Wednesday 8 June 2011

Part 3: Should you eat this or not?

This blog entry will be about what to eat and what you should avoid if you’re on a diet. Most people usually reduce the size of their meal, or skip meals. Ok, if you've read my previous blog, I mentioned that skipping meals or starving yourself is a no no! Anyways, I won't go over it again. 

First, you should know that we gain weight because we are consuming more calories than we burn. In other words, the excess energy from food is stored as fat. Therefore, this means we need to burn more than what we eat in order to lose weight and do an intensive workout. We also need the three macro-nutrients; carbohydrates, proteins and fat.

Carbohydrates

Having too much carbohydrate will make you gain weight, so many nutritionists and fitness trainer advice to cut down on carbs. But do not take it the wrong way and have very little amount of it or even totally cut out carbs- actually that’s impossible because everything has carbs in it but just in different portions.  Why? Well, have you heard of the Atkin diet? It’s a low carbohydrate diet. I don’t know too much about it but have read a few things about it and in my opinion that one is not very realistic. I would say it only works if you’re an extremely lazy person, that doesn’t exercise or move around a lot. I say this because carbs is a source of fuel for our body, and if you do some intensive workout or move a lot, you won’t have the energy to do so. No carbs no energy.

Have the following:
Replace white bread (refined) with wholemeal bread
Replace white rice (refined) with  brown rice/ wild rice
Replace refined pasta with wheat ones, you find them brownish.  
Basically, change everything to whole grain if you can.


Proteins

Protein will help your body burn fat, it helps repair damaged cells and build new cells.
When you do an intensive workout, you are actually damaging cells in your muscle. Ok, it may sound bad BUT it’s not as bad as it sounds. PROTEIN comes to the rescue! Protein repairs damaged cell and build new cells, so if you have more protein the quicker the cells will be repaired which means you’ll get toned quicker! Oh! Don’t be thinking ‘I’m not going to be doing hardcore exercise because I don’t want to be damaging my cells’. That’s a mistake because you’re damaging your cells every day from your daily routines; lifting shopping bags, running for bus, basically anything that requires more force and muscles (that’s almost everything). So up your proteins!

Have the following:
Have lean chicken and turkey breast- avoid red meat and processed meat e.g. sausages.( I love my hotdogs and bangers & Mash! A little won’t hurt sometimes. lol!!)

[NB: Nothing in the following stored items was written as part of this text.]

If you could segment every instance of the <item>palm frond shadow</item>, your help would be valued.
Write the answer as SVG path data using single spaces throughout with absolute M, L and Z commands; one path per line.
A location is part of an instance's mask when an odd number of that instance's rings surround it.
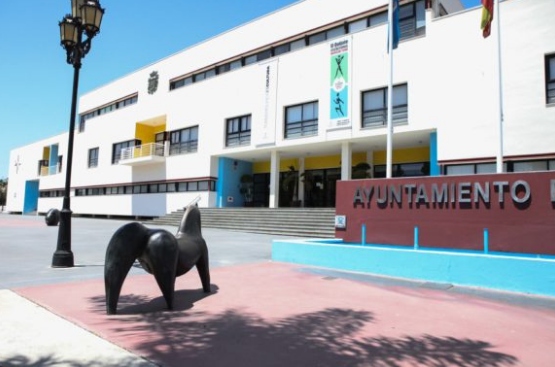
M 279 320 L 244 310 L 208 314 L 194 309 L 126 316 L 113 332 L 144 334 L 135 346 L 161 364 L 209 366 L 512 366 L 514 356 L 486 341 L 449 336 L 364 338 L 374 315 L 327 308 Z

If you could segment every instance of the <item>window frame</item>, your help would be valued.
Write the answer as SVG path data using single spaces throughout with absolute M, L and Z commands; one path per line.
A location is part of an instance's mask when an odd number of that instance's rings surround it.
M 112 164 L 119 163 L 119 161 L 121 160 L 122 149 L 136 147 L 139 145 L 141 145 L 141 141 L 138 139 L 126 140 L 112 144 Z
M 196 134 L 195 134 L 196 138 L 191 138 L 193 131 L 196 131 Z M 184 139 L 184 133 L 187 133 L 189 135 L 188 139 Z M 171 131 L 170 132 L 170 156 L 187 154 L 187 153 L 196 153 L 198 151 L 198 134 L 199 134 L 198 125 Z
M 305 107 L 309 107 L 312 105 L 312 112 L 313 117 L 306 117 L 305 118 Z M 289 112 L 293 108 L 301 108 L 301 117 L 298 121 L 289 121 L 290 114 Z M 319 103 L 318 100 L 299 103 L 296 105 L 286 106 L 284 110 L 284 129 L 283 129 L 283 137 L 284 139 L 294 139 L 294 138 L 302 138 L 302 137 L 309 137 L 309 136 L 317 136 L 318 135 L 318 120 L 319 120 Z M 299 130 L 298 133 L 293 133 L 293 131 Z
M 409 114 L 409 101 L 408 101 L 408 84 L 402 83 L 393 86 L 393 101 L 395 103 L 396 100 L 396 91 L 397 95 L 399 93 L 399 88 L 403 88 L 406 91 L 404 95 L 404 99 L 406 100 L 405 104 L 394 104 L 393 105 L 393 113 L 392 113 L 392 123 L 393 125 L 401 125 L 408 123 L 408 114 Z M 387 126 L 387 108 L 388 108 L 388 101 L 387 101 L 387 89 L 388 87 L 382 87 L 377 89 L 371 89 L 361 92 L 361 127 L 362 128 L 381 128 Z M 382 108 L 366 108 L 366 98 L 365 96 L 369 93 L 376 93 L 381 92 L 382 94 Z M 376 117 L 381 117 L 379 122 L 373 122 Z M 370 120 L 370 121 L 368 121 Z M 378 120 L 375 120 L 378 121 Z
M 94 153 L 94 154 L 92 154 L 92 153 Z M 99 147 L 89 149 L 89 154 L 88 154 L 88 159 L 87 159 L 87 168 L 96 168 L 96 167 L 98 167 L 99 153 L 100 153 L 100 148 Z
M 555 105 L 555 54 L 545 55 L 545 102 Z
M 225 127 L 226 147 L 250 145 L 252 132 L 252 115 L 243 115 L 228 118 L 226 119 Z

Have 2 eggs in the morning as part of the breakfast (If you have high cholesterol, avoid the yolk and just have the egg white. People aged 30+ should really avoid or cut down egg yolks)
Have whole grain products, fish, nuts, soy foods like tofu, vegetables and fruits.

By the way, do be careful with some food product. It says it’s has high protein but has HIGH saturated fat!

Fat

There are 2 types of fat; one is yucky fat(saturated) from those greasy chicken and chips and another is essential fats like Omega-3 from fish. 

Protects and supports your organs (good for the heart- prevent heart disease), keeps you warm and it is also important for the cell structure.  Fat and carbs together conserves protein.

Have the following:
Fish- Salmon and Mackerel are high Omega-3, if you don’t like fish take fish oil pills.
Nuts, avocado. 

What else?
Have more fibre, that's more vegetables and fruits. Helps wash your body system, get rid of waste.
Porridge/ oatmeal, weetabix and muesli are high in fibre and protein. Great for breakfast, also helps lower cholesterol. I remember my mum's friend (she's a beautician) said that porridge is good for your skin because porridge washes your body system which goes back to what I just mentioned. That means you look better when you eat healthy!

I better stop here, wrote another long blog lol. Next blog the WORKOUT!